Buscando definir uma estratégia para formulação, aplicação e análise dos resultados da survey, foram revisadas pesquisas com escopo semelhante, ou seja, que analisaram como o processo de desenvolvimento de software (cujos principais conceitos foram apresentados no capítulo 2) é efetivamente estruturado nas corporações. A pesquisa “Estado da Prática em Engenharia de Software”, publicada na revista IEEE Software Magazine em dezembro de 2003 (GLASS, 2003), apresenta uma extensa revisão sobre as práticas de desenvolvimento executadas de forma corrente em empresas de software que atuam em diferentes países. De maneira geral, cada artigo analisa práticas de desenvolvimento em um determinado

estágio do processo de desenvolvimento de software, e uma breve descrição destas iniciativas é apresentada a seguir:

Cusumano et al. (2003) analisaram 104 projetos de software na Índia, Japão, Estados Unidos, Europa e Israel utilizando questionários enviados por correio aos participantes. A pesquisa constatou que os desenvolvedores aparentam elaborar mais linhas de código por dia quando possuem especificações funcionais completas e especificações detalhadas de arquitetura relacionam-se com menores índices de defeitos. Porém, estas situações são possíveis quando os requisitos são estabilizados, e para uma empresa de software, estabilizar os requisitos nos primeiros estágios do projeto pode inviabilizar a construção de produtos inovadores destinados a um mercado em constante evolução. A pesquisa constatou ainda que a utilização de protótipos e de versões beta cria oportunidades para que os clientes avaliem os resultados parciais do projeto, aprimorando seus objetivos futuros e resultando em menores taxas de defeitos; esta constatação permite explicar por que procedimentos ágeis, como, por exemplo, a XP, podem compensar as ineficiências decorrentes de especificações incompletas.

• Neil e Laplante (2003) elaboraram um questionário baseado na Web para avaliar práticas de gerenciamento de requisitos em empresas multinacionais. Os autores constataram que modelos formais raramente são utilizados, o modelo cascata ainda é bastante popular e técnicas orientadas a objeto não são comuns entre as empresas pesquisadas.

Birk et al. (2003) analisaram linhas de produção de software em cinco organizações, e a pesquisa constatou que algumas práticas são mais comuns e difundidas entre as empresas participantes, mas as especificidades das linhas de produção de software dependem de fatores corporativos, tais como a estrutura de desenvolvimento da organização, as características dos produtos e os modelos de negócios adotados.

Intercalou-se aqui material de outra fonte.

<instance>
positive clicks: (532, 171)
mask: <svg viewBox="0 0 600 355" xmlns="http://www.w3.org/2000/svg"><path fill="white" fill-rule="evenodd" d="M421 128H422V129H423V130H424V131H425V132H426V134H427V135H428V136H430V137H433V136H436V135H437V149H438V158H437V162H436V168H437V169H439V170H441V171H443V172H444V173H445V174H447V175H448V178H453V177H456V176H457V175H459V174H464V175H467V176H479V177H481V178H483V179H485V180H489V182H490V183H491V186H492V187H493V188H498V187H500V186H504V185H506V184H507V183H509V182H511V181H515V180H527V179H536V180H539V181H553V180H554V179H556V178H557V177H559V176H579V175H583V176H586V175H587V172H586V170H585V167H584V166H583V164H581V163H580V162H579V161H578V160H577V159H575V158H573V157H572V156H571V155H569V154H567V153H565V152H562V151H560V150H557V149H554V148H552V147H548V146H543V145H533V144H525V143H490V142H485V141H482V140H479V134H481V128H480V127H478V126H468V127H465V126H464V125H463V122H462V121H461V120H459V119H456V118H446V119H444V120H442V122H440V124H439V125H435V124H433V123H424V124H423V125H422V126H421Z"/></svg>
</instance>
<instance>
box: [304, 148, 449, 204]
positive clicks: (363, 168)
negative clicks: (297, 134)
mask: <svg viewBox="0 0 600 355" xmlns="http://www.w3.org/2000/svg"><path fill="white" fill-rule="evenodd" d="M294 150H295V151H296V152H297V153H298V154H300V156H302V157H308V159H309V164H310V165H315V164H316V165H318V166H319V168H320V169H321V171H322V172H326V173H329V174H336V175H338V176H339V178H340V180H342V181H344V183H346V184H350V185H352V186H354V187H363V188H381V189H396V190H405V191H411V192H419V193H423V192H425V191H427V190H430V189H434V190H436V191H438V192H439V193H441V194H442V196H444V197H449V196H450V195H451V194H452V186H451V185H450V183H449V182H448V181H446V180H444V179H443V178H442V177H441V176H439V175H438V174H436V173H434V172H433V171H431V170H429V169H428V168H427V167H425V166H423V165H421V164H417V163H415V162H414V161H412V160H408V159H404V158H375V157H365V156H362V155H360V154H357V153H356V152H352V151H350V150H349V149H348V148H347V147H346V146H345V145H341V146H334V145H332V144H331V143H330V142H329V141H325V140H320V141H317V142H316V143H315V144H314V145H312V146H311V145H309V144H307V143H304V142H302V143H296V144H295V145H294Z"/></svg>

• Lethbridge et al. (2003) realizaram estudos para analisar as práticas de documentação mais comumente executadas pelos engenheiros de software. A pesquisa constatou que documentos sobre arquitetura e outras abstrações do

normalmente trazem orientações para a evolução do produto, que pode ser útil para os mantenedores do software. Freqüentemente a documentação está desatualizada, e alguns sistemas possuem excesso de documentação com pouca utilidade. Os padrões de documentação apresentados por referenciais como o CMMI ou o processo unificado são considerados demasiadamente detalhados, e sua implementação completa é capaz de gerar atrasos no cronograma e aumentar o custo do projeto.

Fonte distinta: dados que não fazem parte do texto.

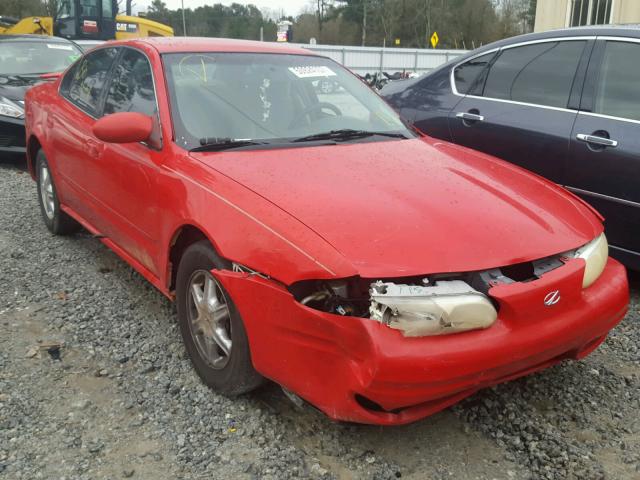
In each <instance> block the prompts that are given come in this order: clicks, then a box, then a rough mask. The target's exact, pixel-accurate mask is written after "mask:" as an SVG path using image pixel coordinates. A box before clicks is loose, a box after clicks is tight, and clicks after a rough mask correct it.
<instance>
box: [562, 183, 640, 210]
mask: <svg viewBox="0 0 640 480" xmlns="http://www.w3.org/2000/svg"><path fill="white" fill-rule="evenodd" d="M564 188H566V189H567V190H570V191H572V192H573V193H579V194H580V193H581V194H582V195H587V196H589V197H595V198H599V199H601V200H609V201H611V202H615V203H620V204H622V205H627V206H628V207H635V208H640V203H638V202H633V201H631V200H625V199H623V198H618V197H612V196H610V195H605V194H603V193H596V192H590V191H589V190H583V189H581V188H576V187H570V186H568V185H565V186H564Z"/></svg>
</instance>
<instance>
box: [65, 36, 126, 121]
mask: <svg viewBox="0 0 640 480" xmlns="http://www.w3.org/2000/svg"><path fill="white" fill-rule="evenodd" d="M116 54H117V50H116V49H115V48H103V49H100V50H96V51H95V52H91V53H89V54H88V55H87V56H85V57H84V58H83V59H82V60H81V61H80V63H78V65H77V66H76V67H74V70H73V73H74V75H73V80H71V81H70V83H69V89H68V92H67V93H66V96H67V97H68V98H69V100H71V101H72V102H73V103H75V104H76V105H78V106H79V107H80V108H82V109H83V110H85V111H87V112H88V113H91V114H94V115H95V114H96V113H97V112H98V110H99V107H100V99H101V98H102V93H103V87H104V84H105V80H106V79H107V75H108V74H109V70H110V69H111V64H112V63H113V60H114V59H115V57H116ZM65 80H66V78H65ZM64 87H65V85H63V88H64Z"/></svg>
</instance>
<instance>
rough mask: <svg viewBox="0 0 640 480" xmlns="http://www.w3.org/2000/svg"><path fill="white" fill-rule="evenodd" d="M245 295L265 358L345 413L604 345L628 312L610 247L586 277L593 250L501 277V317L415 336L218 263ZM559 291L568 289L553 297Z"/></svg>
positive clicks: (424, 406) (371, 419) (439, 394)
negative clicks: (545, 300) (518, 274)
mask: <svg viewBox="0 0 640 480" xmlns="http://www.w3.org/2000/svg"><path fill="white" fill-rule="evenodd" d="M213 274H214V275H215V276H216V277H217V278H218V279H219V280H220V282H221V283H222V284H223V285H224V286H225V288H226V289H227V291H228V292H229V293H230V295H231V297H232V298H233V299H234V301H235V304H236V305H237V307H238V309H239V311H240V313H241V315H242V318H243V320H244V323H245V327H246V330H247V334H248V338H249V344H250V347H251V354H252V361H253V364H254V367H255V368H256V370H258V371H259V372H260V373H261V374H263V375H264V376H266V377H268V378H270V379H272V380H274V381H275V382H277V383H279V384H280V385H282V386H283V387H285V388H287V389H288V390H291V391H293V392H295V393H296V394H298V395H299V396H300V397H302V398H304V399H305V400H307V401H308V402H310V403H311V404H313V405H314V406H316V407H317V408H319V409H320V410H322V411H323V412H324V413H326V414H327V415H328V416H329V417H331V418H332V419H335V420H344V421H353V422H361V423H371V424H386V425H392V424H404V423H409V422H412V421H415V420H418V419H420V418H423V417H426V416H428V415H431V414H433V413H435V412H437V411H439V410H442V409H443V408H446V407H448V406H449V405H452V404H453V403H456V402H457V401H459V400H461V399H462V398H464V397H467V396H469V395H471V394H473V393H474V392H475V391H477V390H479V389H481V388H484V387H487V386H490V385H494V384H496V383H500V382H504V381H507V380H511V379H513V378H517V377H519V376H522V375H526V374H528V373H531V372H534V371H537V370H540V369H543V368H545V367H548V366H550V365H553V364H555V363H558V362H559V361H561V360H563V359H579V358H582V357H584V356H585V355H587V354H589V353H590V352H591V351H593V350H594V349H595V348H596V347H597V346H598V345H599V344H600V343H601V342H602V341H603V340H604V339H605V338H606V335H607V333H608V332H609V330H611V329H612V328H613V327H614V326H615V325H616V324H617V323H618V322H620V320H621V319H622V318H623V317H624V315H625V313H626V310H627V303H628V296H629V294H628V284H627V278H626V273H625V271H624V268H623V267H622V266H621V265H620V264H619V263H618V262H617V261H615V260H613V259H609V261H608V263H607V265H606V267H605V269H604V271H603V273H602V275H601V276H600V278H598V280H597V281H596V282H595V283H594V284H593V285H592V286H591V287H590V288H587V289H583V288H582V281H583V276H584V262H583V261H582V260H579V259H578V260H571V261H569V262H567V263H566V264H565V265H564V266H562V267H561V268H557V269H555V270H552V271H550V272H548V273H546V274H544V275H543V276H542V277H541V278H539V279H537V280H534V281H530V282H516V283H511V284H502V285H498V286H495V287H493V288H492V289H491V290H490V291H489V295H490V296H491V298H492V299H493V300H494V301H496V302H497V303H498V305H499V314H498V318H497V319H496V321H495V323H493V325H492V326H491V327H489V328H487V329H485V330H473V331H467V332H463V333H458V334H453V335H441V336H428V337H416V338H407V337H404V336H403V335H402V334H401V333H400V332H399V331H398V330H395V329H392V328H389V327H388V326H387V325H384V324H382V323H380V322H376V321H373V320H371V319H367V318H358V317H350V316H340V315H336V314H331V313H326V312H322V311H319V310H315V309H312V308H309V307H306V306H304V305H302V304H301V303H299V302H297V301H296V300H295V299H294V298H293V296H292V295H291V294H290V293H289V291H288V290H287V289H286V288H285V287H284V286H282V285H280V284H277V283H276V282H273V281H271V280H268V279H266V278H263V277H261V276H258V275H255V274H250V273H246V272H231V271H226V270H225V271H218V270H214V271H213ZM556 291H558V295H559V296H560V301H558V302H557V303H554V304H553V305H551V306H547V305H545V297H547V295H548V294H549V293H550V292H556Z"/></svg>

• Ramesh et al. (2003) analisaram o desenvolvimento de diferentes aplicações baseadas na Web. A pesquisa constatou que o direcionador mais importante para o desenvolvimento de software para Internet é a velocidade, e as atividades de gerenciamento são significativamente diferentes para projetos desta categoria, pois não existe um início ou final claro para as atividades de desenvolvimento, que são realizadas continuamente. A manutenção de software é considerada como um pequeno ciclo de vida do software, e neste tipo de projeto, os desenvolvedores parecem ser menos substituíveis.